Honeybee

July 25, 2023

One of the postings on my neighborhood app today was a repost about how to attract bees and keep them.  The original post came from an Oregon woman whose neighbor kept beehives.  With all the hot weather they had been having she decided the bees needed a way to stay cool and hydrated.  After reading about watering bees my own neighbor had purchased a set of bee watering stations and they were actively attracting bees.  The back and forth banter provided other suggestions for your bee watering station.  Some suggested ice with just a little water so the melting ice would keep the station filled all day.  Others suggested DIY bee stations rather than opting for the store bought plastic models (less than US$10).  The key seemed to be keeping water in the station and providing the bees a place to land where they could drink without drowning.  Everyone who responded thought it was a “cool” idea.

When I went online, I found the western honeybee or European honeybee (Apis mellifera) is the most common of the 7 to 12 species of honeybees worldwide.  The genus name Apis is Latin for “bee”, and mellifera is Latin for “honey carrying”, referring to the species’ production of honey.  Like all honeybee species, the western honeybee is eusocial, creating colonies with a single fertile female (queen), many non-reproductive females (workers), and a small proportion of fertile males (drones).  Each colony can house tens of thousands of bees.  Colony activities are organized by complex communication between individuals, using both pheromones and the dance language.  The western honeybee was one of the first domesticated insects, and it is the primary species maintained by beekeepers to this day.  The western honeybee has been introduced to every continent except Antarctica, but there are indications the species is rare or extinct in the wild in Europe, and in 2014 the western honeybee was assessed as “Data Deficient” on the IUCN Red List.  The western honeybee is threatened by pests and diseases, especially the mites and colony collapse disorder.

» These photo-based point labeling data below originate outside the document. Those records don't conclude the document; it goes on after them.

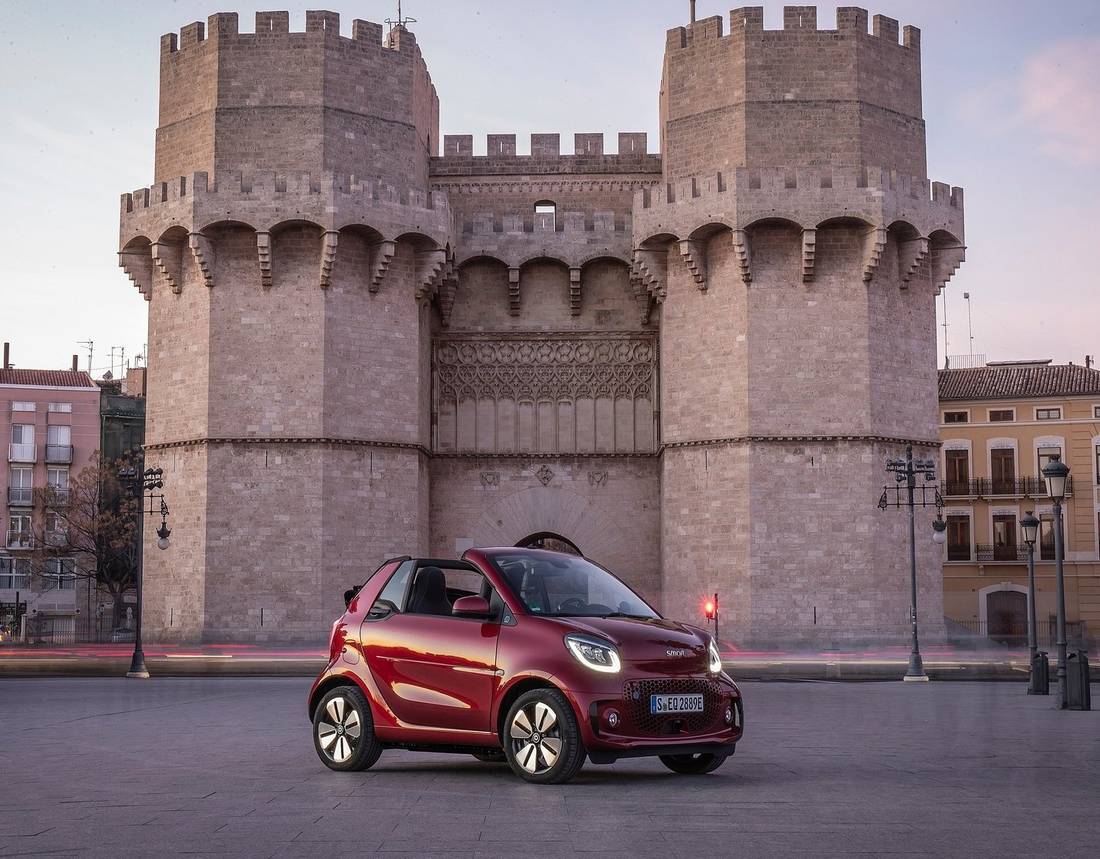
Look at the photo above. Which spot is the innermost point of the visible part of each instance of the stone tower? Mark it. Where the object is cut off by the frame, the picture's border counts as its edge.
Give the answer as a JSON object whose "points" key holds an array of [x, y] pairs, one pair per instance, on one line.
{"points": [[287, 395], [691, 365], [794, 249]]}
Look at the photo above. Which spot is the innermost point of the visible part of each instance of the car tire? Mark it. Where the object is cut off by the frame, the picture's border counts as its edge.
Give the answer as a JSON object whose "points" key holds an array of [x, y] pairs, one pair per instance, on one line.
{"points": [[343, 730], [541, 738], [693, 764]]}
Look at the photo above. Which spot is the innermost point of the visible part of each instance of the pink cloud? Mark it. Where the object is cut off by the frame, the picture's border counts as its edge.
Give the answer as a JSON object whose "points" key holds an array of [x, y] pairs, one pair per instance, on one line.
{"points": [[1059, 99]]}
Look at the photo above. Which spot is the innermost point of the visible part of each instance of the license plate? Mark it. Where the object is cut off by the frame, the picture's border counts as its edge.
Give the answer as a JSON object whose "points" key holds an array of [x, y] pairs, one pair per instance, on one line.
{"points": [[675, 704]]}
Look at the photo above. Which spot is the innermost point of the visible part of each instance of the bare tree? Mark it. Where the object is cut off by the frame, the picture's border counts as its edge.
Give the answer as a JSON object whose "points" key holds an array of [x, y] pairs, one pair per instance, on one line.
{"points": [[89, 530]]}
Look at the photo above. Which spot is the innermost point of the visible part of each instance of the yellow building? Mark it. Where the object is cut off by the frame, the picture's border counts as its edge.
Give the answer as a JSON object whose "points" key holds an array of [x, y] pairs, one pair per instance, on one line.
{"points": [[1000, 424]]}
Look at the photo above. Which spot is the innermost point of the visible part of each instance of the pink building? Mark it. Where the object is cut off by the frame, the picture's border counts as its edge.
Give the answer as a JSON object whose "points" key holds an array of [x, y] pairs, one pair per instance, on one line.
{"points": [[50, 421]]}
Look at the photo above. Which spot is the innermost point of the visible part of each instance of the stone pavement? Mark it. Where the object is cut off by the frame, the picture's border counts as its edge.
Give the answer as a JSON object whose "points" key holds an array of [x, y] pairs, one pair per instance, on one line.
{"points": [[224, 767]]}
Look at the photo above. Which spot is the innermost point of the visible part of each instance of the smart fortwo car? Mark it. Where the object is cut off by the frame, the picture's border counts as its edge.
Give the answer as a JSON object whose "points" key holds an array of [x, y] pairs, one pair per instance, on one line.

Colony collapse disorder (CCD) is an abnormal phenomenon that occurs when most worker bees in a honeybee colony disappear, leaving behind a queen, plenty of food, and a few nurse bees to care for the remaining immature bees.  These disappearances have occurred sporadically throughout the history of apiculture, and have been known by various names (i.e., disappearing disease, spring dwindle, May disease, autumn collapse, and fall dwindle disease).  The syndrome was renamed colony collapse disorder in early 2007 in conjunction with a drastic rise in reports of disappearances of western honeybee colonies in North America.  Beekeepers in most European countries had observed a similar phenomenon since 1998, especially in Southern and Western Europe, and Northern Ireland.  There is no widespread acceptance among the scientific community for the hive collapse.  Suggested causes include pesticides, infections transmitted by Varroa (V. destructor) and Acarapis (A. woodi) mites, malnutrition, genetic factors, immunodeficiencies, loss of habitat, and changing beekeeping practices.  The only agreement is that the collapse is likely caused by a combination of factors.

Thoughts:  Many of the world’s agricultural crops depend on pollination by western honeybees.  In 2005 the UN’s Food and Agriculture Organization estimated the total value of global crops pollinated by honeybees was nearly US$200 billion.  Shortages of bees in the US have increased the cost to farmers to rent them for pollination services by up to 20%.  The US managed hive industry has been shrinking at a steady pace since 1961, predating the current CCD by several decades.  Doing whatever humans can to maintain the honeybee population is in humanities best interest.  Act for all.  Change is coming and it starts with you.